A return of premium rider provides for a refund of the premiums paid on a term life insurance policy if the policyholder doesn't die during the stated term. This effectively reduces the policyholder's net cost to zero. A policy with a return of premium provision is also referred to as return of premium life insurance.
How Term Life Insurance and Return of Premium Riders Work
As the name implies, term life insurance provides coverage for a specified term, such as 10, 20, or 30 years. If you die during the term of your coverage, the death benefit goes to the beneficiary or beneficiaries you've designated in the policy. If you outlive the term of the policy, your coverage simply ends.1 One advantage of term life insurance over permanent life insurance is that it is less expensive.
When you buy a return of premium rider or return of premium life insurance, the insurance company will refund the premiums you've paid if you outlive the term. But this flexibility comes at an extra cost. So is it worth it?
When is a return of premium rider a good idea?
If you have an accidental death benefit, and expect to reach the policy's expiry date, the rider may give you an added benefit. If you want to discontinue the policy before it expires, the rider may also help.

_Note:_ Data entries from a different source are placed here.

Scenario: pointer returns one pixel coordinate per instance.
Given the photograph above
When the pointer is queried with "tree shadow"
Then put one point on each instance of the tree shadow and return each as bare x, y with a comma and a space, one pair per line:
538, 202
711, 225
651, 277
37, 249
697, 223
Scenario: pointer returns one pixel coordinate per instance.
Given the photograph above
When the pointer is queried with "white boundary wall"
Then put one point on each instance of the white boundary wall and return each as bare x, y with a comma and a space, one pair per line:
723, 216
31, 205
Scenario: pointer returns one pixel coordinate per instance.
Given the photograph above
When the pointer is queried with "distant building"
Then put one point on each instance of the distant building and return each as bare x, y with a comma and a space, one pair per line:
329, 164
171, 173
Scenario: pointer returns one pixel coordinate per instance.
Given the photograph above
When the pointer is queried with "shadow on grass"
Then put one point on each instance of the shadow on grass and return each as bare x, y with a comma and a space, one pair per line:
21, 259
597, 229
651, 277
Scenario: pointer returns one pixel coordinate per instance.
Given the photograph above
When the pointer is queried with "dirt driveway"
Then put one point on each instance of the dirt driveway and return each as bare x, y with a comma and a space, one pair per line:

What may be a reason to not invest in one?
They are expensive! The premiums are more costly than a traditional term policy or a term policy.
The Bottom Line
Whether or not to purchase a return of premium rider or return of premium life insurance policy will depend on your risk tolerance and individual tax situation. For policyholders who can invest in tax-deferred or tax-free accounts and are comfortable with the ups and downs of the stock market, a basic term policy without the rider probably makes more sense. Risk-averse policy owners, however, may find the return of income rider with its guaranteed rate of return more appealing.